In 1993, I began working on Gangland for Columbia Pictures. We had agreed from the beginning, as my quote in Daily Variety upon the announcement of the project shows, that Gangland would be “an epic, larger than life story” about John Gotti.
Mark Canton urged me to write a script with ambiguity and grays—so that at the end of the picture, audiences would feel ambivalent about the relative values of Gotti and the FBI. Since I have at other times in my work dealt with ambiguities and processes of corruption, I not only agreed with Mark’s suggestion but felt it was one of the reasons I was picked for the project.
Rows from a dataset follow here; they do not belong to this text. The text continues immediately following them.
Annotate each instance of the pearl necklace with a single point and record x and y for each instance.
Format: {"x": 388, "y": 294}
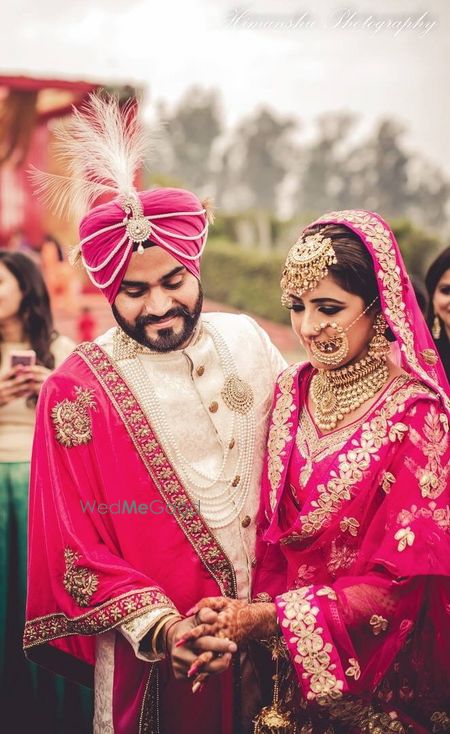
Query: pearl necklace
{"x": 335, "y": 393}
{"x": 221, "y": 500}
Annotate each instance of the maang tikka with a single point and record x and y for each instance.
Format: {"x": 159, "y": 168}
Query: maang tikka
{"x": 379, "y": 346}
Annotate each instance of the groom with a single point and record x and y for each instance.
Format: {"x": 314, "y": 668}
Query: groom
{"x": 164, "y": 418}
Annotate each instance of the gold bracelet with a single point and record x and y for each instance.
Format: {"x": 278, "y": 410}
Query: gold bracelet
{"x": 158, "y": 627}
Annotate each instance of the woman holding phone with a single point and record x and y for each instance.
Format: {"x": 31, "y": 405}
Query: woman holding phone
{"x": 29, "y": 350}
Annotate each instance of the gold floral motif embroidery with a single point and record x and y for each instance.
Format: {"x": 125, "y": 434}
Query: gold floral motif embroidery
{"x": 300, "y": 617}
{"x": 379, "y": 237}
{"x": 354, "y": 670}
{"x": 157, "y": 464}
{"x": 356, "y": 462}
{"x": 397, "y": 432}
{"x": 349, "y": 524}
{"x": 364, "y": 716}
{"x": 72, "y": 420}
{"x": 149, "y": 715}
{"x": 439, "y": 515}
{"x": 328, "y": 592}
{"x": 341, "y": 557}
{"x": 440, "y": 721}
{"x": 378, "y": 623}
{"x": 405, "y": 537}
{"x": 387, "y": 480}
{"x": 279, "y": 432}
{"x": 101, "y": 619}
{"x": 79, "y": 582}
{"x": 314, "y": 448}
{"x": 433, "y": 477}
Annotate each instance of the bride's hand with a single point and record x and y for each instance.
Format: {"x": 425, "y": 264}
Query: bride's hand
{"x": 236, "y": 620}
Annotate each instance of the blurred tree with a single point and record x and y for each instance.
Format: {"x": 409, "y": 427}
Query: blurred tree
{"x": 189, "y": 135}
{"x": 322, "y": 182}
{"x": 255, "y": 162}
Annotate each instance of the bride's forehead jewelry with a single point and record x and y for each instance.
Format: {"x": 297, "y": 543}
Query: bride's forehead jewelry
{"x": 306, "y": 265}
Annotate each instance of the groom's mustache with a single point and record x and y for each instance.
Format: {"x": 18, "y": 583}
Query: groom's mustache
{"x": 147, "y": 320}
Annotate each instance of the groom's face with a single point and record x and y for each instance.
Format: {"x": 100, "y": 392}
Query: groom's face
{"x": 159, "y": 302}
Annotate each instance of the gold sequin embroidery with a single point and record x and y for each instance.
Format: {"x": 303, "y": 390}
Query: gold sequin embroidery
{"x": 378, "y": 623}
{"x": 405, "y": 537}
{"x": 300, "y": 617}
{"x": 79, "y": 582}
{"x": 72, "y": 420}
{"x": 357, "y": 461}
{"x": 279, "y": 433}
{"x": 433, "y": 477}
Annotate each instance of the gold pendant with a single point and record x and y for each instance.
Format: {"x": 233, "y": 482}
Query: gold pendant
{"x": 331, "y": 352}
{"x": 237, "y": 395}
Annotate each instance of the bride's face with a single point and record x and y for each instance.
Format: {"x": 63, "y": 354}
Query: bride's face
{"x": 329, "y": 302}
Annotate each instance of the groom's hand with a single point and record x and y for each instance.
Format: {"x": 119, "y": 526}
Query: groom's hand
{"x": 183, "y": 651}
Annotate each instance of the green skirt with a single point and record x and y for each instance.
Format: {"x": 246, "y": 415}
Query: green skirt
{"x": 31, "y": 698}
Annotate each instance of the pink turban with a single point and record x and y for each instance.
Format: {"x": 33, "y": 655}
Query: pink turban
{"x": 173, "y": 219}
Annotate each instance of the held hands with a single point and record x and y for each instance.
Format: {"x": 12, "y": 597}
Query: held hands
{"x": 220, "y": 619}
{"x": 183, "y": 650}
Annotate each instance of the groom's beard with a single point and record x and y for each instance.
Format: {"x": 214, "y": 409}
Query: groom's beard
{"x": 168, "y": 338}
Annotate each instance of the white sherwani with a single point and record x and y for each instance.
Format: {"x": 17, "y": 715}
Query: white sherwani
{"x": 214, "y": 450}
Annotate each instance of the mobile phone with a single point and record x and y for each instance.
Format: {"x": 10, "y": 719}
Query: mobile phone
{"x": 25, "y": 357}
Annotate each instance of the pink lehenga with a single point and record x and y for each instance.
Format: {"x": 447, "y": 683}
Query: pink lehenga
{"x": 355, "y": 533}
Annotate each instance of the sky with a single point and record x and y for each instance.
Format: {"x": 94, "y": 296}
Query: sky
{"x": 374, "y": 58}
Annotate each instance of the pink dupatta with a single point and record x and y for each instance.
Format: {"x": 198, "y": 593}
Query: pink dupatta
{"x": 361, "y": 572}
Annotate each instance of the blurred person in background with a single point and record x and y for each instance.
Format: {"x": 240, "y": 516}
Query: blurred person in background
{"x": 437, "y": 281}
{"x": 25, "y": 324}
{"x": 420, "y": 293}
{"x": 60, "y": 278}
{"x": 86, "y": 325}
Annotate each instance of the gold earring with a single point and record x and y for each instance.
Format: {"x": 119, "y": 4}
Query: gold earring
{"x": 379, "y": 345}
{"x": 332, "y": 351}
{"x": 436, "y": 328}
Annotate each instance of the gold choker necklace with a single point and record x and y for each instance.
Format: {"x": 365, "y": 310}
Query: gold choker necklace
{"x": 335, "y": 393}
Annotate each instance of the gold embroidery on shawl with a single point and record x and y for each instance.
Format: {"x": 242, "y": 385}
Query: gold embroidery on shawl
{"x": 79, "y": 582}
{"x": 440, "y": 721}
{"x": 397, "y": 432}
{"x": 433, "y": 477}
{"x": 439, "y": 515}
{"x": 364, "y": 716}
{"x": 405, "y": 537}
{"x": 387, "y": 480}
{"x": 280, "y": 429}
{"x": 354, "y": 670}
{"x": 349, "y": 524}
{"x": 149, "y": 715}
{"x": 378, "y": 623}
{"x": 72, "y": 420}
{"x": 356, "y": 462}
{"x": 341, "y": 557}
{"x": 300, "y": 617}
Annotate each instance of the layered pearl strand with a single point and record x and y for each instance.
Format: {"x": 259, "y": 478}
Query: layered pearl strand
{"x": 336, "y": 393}
{"x": 221, "y": 497}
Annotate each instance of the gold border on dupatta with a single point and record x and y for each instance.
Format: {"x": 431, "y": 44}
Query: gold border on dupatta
{"x": 279, "y": 431}
{"x": 160, "y": 469}
{"x": 106, "y": 616}
{"x": 149, "y": 714}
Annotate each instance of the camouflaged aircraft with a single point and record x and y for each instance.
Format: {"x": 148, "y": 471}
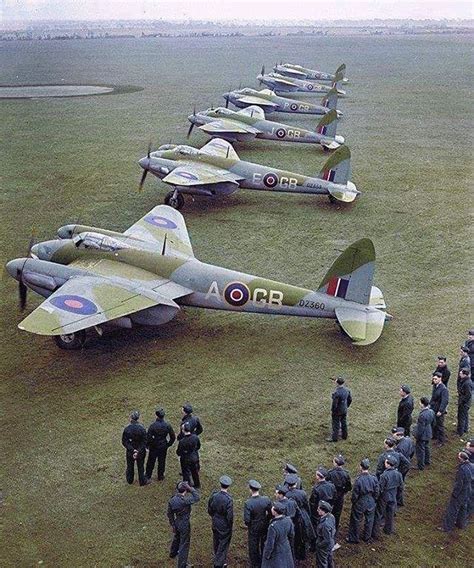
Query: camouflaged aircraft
{"x": 299, "y": 72}
{"x": 94, "y": 278}
{"x": 250, "y": 123}
{"x": 270, "y": 102}
{"x": 216, "y": 170}
{"x": 282, "y": 84}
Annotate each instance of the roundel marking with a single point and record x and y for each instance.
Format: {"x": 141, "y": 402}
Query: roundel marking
{"x": 270, "y": 180}
{"x": 161, "y": 222}
{"x": 74, "y": 304}
{"x": 236, "y": 294}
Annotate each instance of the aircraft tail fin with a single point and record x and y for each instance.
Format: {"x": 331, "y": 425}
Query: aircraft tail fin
{"x": 338, "y": 166}
{"x": 327, "y": 126}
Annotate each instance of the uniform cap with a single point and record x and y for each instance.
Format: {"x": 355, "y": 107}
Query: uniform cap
{"x": 225, "y": 480}
{"x": 325, "y": 506}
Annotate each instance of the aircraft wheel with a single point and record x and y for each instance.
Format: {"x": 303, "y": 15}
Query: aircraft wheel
{"x": 71, "y": 341}
{"x": 176, "y": 202}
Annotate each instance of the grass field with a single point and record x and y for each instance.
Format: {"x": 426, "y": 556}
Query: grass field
{"x": 259, "y": 384}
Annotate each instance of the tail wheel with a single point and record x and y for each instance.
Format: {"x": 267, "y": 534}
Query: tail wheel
{"x": 174, "y": 200}
{"x": 71, "y": 341}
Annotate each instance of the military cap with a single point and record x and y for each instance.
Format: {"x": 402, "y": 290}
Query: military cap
{"x": 225, "y": 480}
{"x": 324, "y": 506}
{"x": 279, "y": 508}
{"x": 339, "y": 460}
{"x": 291, "y": 479}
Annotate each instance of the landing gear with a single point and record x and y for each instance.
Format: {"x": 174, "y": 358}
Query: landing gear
{"x": 71, "y": 341}
{"x": 174, "y": 199}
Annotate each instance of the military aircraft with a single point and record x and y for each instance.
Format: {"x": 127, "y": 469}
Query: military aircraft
{"x": 216, "y": 169}
{"x": 299, "y": 72}
{"x": 93, "y": 278}
{"x": 250, "y": 123}
{"x": 282, "y": 84}
{"x": 270, "y": 102}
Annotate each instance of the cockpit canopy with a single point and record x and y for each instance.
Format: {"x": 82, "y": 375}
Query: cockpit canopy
{"x": 96, "y": 241}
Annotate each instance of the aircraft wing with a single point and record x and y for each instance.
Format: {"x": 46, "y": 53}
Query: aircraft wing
{"x": 253, "y": 111}
{"x": 231, "y": 126}
{"x": 90, "y": 300}
{"x": 163, "y": 222}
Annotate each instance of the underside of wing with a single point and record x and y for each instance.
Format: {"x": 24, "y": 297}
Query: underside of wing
{"x": 163, "y": 222}
{"x": 86, "y": 301}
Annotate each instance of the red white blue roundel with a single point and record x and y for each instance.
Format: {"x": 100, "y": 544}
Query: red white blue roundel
{"x": 161, "y": 222}
{"x": 236, "y": 294}
{"x": 74, "y": 304}
{"x": 270, "y": 180}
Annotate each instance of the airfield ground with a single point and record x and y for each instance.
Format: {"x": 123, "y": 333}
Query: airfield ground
{"x": 260, "y": 384}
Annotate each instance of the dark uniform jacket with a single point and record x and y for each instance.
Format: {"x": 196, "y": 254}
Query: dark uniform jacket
{"x": 439, "y": 398}
{"x": 221, "y": 508}
{"x": 179, "y": 508}
{"x": 365, "y": 490}
{"x": 257, "y": 513}
{"x": 134, "y": 437}
{"x": 424, "y": 425}
{"x": 188, "y": 448}
{"x": 405, "y": 409}
{"x": 160, "y": 435}
{"x": 194, "y": 423}
{"x": 341, "y": 400}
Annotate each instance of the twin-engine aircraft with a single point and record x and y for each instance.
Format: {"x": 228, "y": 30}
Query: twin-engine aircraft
{"x": 92, "y": 277}
{"x": 216, "y": 169}
{"x": 299, "y": 72}
{"x": 250, "y": 123}
{"x": 282, "y": 84}
{"x": 270, "y": 102}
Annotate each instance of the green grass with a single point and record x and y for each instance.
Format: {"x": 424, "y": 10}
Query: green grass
{"x": 259, "y": 384}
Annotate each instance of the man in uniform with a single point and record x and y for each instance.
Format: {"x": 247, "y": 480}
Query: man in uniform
{"x": 179, "y": 515}
{"x": 134, "y": 441}
{"x": 405, "y": 409}
{"x": 423, "y": 433}
{"x": 257, "y": 515}
{"x": 464, "y": 385}
{"x": 278, "y": 546}
{"x": 438, "y": 404}
{"x": 323, "y": 490}
{"x": 221, "y": 509}
{"x": 457, "y": 513}
{"x": 341, "y": 400}
{"x": 160, "y": 437}
{"x": 342, "y": 481}
{"x": 188, "y": 452}
{"x": 442, "y": 367}
{"x": 364, "y": 499}
{"x": 390, "y": 489}
{"x": 325, "y": 534}
{"x": 188, "y": 418}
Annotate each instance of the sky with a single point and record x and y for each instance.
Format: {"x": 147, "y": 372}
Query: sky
{"x": 11, "y": 10}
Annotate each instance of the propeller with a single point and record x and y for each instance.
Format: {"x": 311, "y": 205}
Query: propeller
{"x": 145, "y": 171}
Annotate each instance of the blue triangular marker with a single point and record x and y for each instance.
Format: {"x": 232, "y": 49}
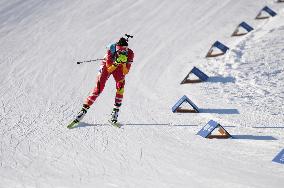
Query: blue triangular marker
{"x": 279, "y": 157}
{"x": 176, "y": 108}
{"x": 218, "y": 45}
{"x": 197, "y": 72}
{"x": 206, "y": 131}
{"x": 267, "y": 10}
{"x": 201, "y": 75}
{"x": 244, "y": 25}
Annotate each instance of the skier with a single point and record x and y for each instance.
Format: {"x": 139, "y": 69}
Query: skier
{"x": 117, "y": 62}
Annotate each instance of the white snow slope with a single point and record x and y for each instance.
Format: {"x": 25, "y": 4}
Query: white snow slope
{"x": 42, "y": 88}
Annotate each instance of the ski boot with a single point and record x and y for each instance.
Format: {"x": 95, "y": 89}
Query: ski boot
{"x": 79, "y": 117}
{"x": 114, "y": 115}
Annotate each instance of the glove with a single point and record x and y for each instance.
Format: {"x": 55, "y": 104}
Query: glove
{"x": 124, "y": 69}
{"x": 121, "y": 59}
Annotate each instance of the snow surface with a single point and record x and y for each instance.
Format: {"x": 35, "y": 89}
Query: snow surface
{"x": 42, "y": 89}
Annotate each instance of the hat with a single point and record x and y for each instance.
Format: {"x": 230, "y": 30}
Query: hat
{"x": 122, "y": 42}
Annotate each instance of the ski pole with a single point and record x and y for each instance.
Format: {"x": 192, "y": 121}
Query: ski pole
{"x": 99, "y": 59}
{"x": 128, "y": 36}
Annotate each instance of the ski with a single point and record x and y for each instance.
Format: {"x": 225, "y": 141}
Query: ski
{"x": 118, "y": 125}
{"x": 73, "y": 124}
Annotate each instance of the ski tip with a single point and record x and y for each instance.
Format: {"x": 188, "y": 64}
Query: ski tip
{"x": 118, "y": 125}
{"x": 72, "y": 125}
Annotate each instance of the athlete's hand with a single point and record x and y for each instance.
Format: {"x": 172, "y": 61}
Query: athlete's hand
{"x": 121, "y": 59}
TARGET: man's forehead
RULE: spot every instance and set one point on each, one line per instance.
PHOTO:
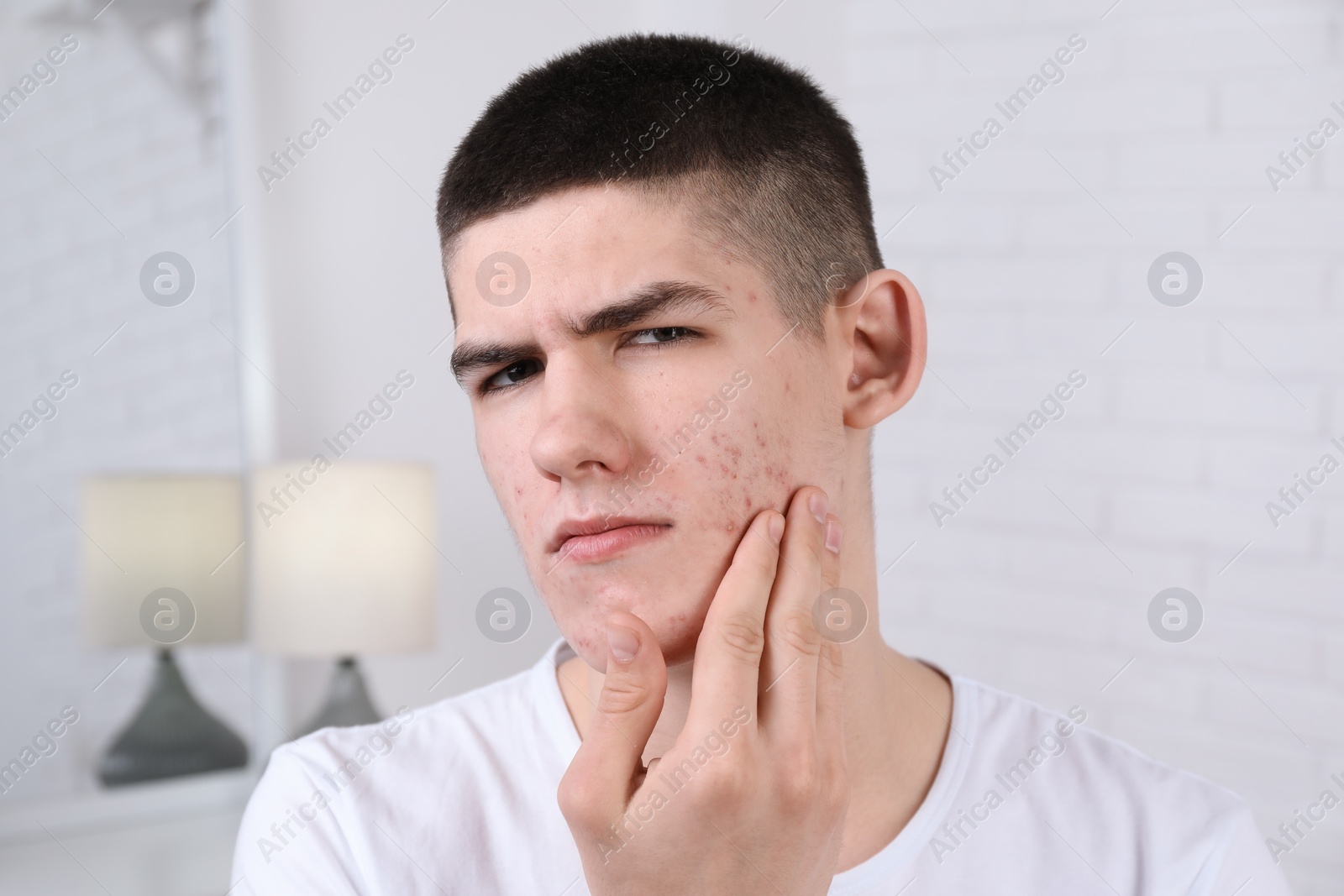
(568, 254)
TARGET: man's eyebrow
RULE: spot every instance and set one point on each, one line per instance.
(647, 301)
(472, 356)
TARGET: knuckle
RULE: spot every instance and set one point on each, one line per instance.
(622, 694)
(578, 801)
(800, 789)
(796, 631)
(743, 637)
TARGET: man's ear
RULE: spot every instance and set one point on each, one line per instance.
(880, 322)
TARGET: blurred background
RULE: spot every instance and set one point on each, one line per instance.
(201, 291)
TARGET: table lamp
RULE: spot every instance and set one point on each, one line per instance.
(161, 567)
(344, 563)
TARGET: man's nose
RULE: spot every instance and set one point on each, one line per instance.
(582, 432)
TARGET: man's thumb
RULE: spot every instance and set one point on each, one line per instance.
(627, 711)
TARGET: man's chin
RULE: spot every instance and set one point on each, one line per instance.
(676, 636)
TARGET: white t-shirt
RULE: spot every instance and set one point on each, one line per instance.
(460, 799)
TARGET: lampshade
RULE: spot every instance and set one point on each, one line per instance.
(343, 558)
(151, 532)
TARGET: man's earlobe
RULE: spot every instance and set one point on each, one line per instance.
(887, 348)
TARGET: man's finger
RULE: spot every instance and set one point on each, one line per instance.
(727, 654)
(793, 644)
(598, 781)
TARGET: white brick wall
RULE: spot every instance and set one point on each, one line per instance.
(161, 396)
(1179, 438)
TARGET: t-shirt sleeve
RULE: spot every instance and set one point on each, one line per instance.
(1245, 866)
(291, 840)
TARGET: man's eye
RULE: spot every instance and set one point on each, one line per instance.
(660, 335)
(512, 375)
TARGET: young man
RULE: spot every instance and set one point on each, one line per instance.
(676, 333)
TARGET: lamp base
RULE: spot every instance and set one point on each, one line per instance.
(171, 735)
(347, 701)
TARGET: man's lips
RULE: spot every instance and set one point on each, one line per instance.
(602, 539)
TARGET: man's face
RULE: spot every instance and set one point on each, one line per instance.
(636, 409)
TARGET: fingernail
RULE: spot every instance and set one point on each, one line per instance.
(622, 642)
(817, 504)
(833, 532)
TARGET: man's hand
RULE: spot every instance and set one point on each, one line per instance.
(752, 797)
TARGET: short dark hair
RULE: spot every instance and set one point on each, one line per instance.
(757, 150)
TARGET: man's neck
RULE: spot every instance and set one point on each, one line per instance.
(897, 718)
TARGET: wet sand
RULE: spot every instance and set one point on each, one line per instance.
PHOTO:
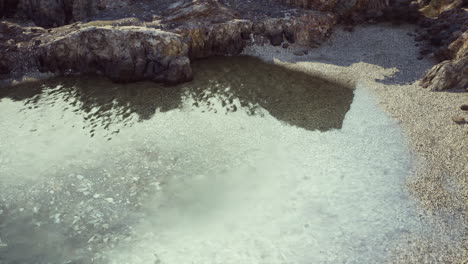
(249, 163)
(383, 59)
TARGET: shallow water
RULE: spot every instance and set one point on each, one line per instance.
(249, 163)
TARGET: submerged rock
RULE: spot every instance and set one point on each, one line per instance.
(450, 73)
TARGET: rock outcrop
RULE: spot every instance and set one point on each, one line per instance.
(161, 49)
(445, 37)
(120, 53)
(129, 40)
(450, 73)
(54, 13)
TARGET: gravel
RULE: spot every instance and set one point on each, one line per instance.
(384, 59)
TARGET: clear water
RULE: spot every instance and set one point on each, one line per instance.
(249, 163)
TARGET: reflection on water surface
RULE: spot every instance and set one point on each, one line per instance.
(249, 163)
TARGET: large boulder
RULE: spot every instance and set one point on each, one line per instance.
(54, 13)
(121, 53)
(206, 10)
(450, 73)
(341, 7)
(309, 29)
(205, 40)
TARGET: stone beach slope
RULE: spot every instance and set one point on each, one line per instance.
(393, 74)
(159, 40)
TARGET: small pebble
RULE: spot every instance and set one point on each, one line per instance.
(459, 120)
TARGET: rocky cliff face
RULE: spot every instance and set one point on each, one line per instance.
(54, 13)
(156, 40)
(126, 53)
(159, 49)
(452, 73)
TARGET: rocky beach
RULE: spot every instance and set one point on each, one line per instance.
(410, 56)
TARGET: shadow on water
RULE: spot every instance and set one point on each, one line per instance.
(221, 85)
(290, 96)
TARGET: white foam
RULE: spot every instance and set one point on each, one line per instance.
(253, 190)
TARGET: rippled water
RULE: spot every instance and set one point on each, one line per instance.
(249, 163)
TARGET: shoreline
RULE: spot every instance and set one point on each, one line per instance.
(384, 60)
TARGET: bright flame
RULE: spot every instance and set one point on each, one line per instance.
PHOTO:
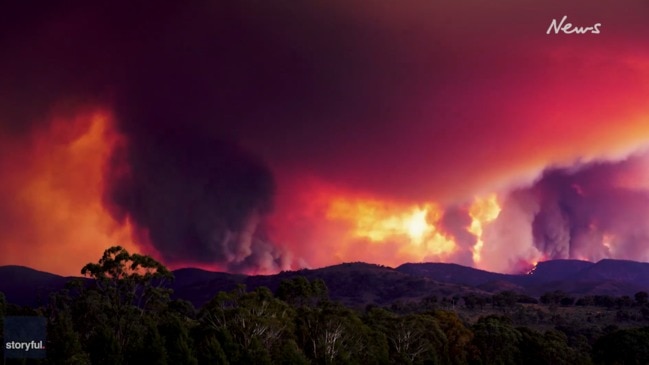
(412, 226)
(482, 211)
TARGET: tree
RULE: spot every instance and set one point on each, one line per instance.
(496, 340)
(118, 315)
(641, 297)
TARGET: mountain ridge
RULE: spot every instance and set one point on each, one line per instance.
(360, 283)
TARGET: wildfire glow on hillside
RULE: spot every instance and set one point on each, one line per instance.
(253, 139)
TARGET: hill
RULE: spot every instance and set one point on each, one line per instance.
(358, 284)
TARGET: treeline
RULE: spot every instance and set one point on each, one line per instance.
(128, 317)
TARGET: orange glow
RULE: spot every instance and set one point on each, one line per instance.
(56, 189)
(381, 222)
(482, 211)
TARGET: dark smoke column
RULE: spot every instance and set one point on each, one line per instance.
(199, 199)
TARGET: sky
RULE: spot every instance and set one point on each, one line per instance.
(256, 137)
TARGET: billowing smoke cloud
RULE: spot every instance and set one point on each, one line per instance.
(199, 199)
(593, 213)
(416, 102)
(590, 212)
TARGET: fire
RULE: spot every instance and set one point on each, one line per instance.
(482, 211)
(413, 227)
(56, 189)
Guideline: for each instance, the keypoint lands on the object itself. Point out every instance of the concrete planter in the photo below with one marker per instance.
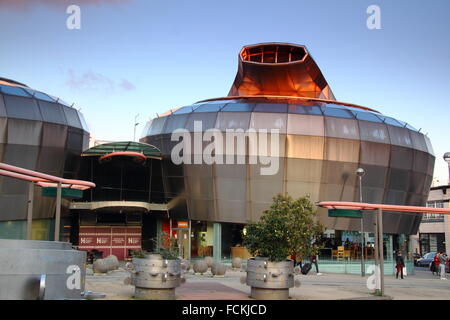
(269, 280)
(218, 269)
(154, 277)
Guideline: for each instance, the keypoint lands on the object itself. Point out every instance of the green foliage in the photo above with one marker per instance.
(167, 247)
(287, 228)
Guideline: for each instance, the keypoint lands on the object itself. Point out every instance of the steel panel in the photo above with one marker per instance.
(374, 153)
(233, 120)
(305, 147)
(374, 132)
(341, 150)
(307, 125)
(400, 136)
(341, 128)
(269, 121)
(24, 132)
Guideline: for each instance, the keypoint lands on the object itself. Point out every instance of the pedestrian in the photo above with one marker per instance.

Jon Peters, the producer, urged me to view it as an American epic. Indeed, it was the way I viewed it. I felt that if we were to do yet another Mafia story, the only way to do it fresh was to do it as a kind of raw, in-your-face street epic.
I coordinated a massive research project so that we would have other background sources besides Howard Blum’s powerful book. I worked closely with Howard at my home, picking his brain, trying to tap into the wealth of knowledge he possesses about Gotti and the FBI.
In June of 1994, I turned in my script to the studio. It was more than 170 pages long. I felt it to be a blistering, powerful, emotionally moving epic whose underlying theme was a corruption of the spirit on both sides—the FBI side and the mob side.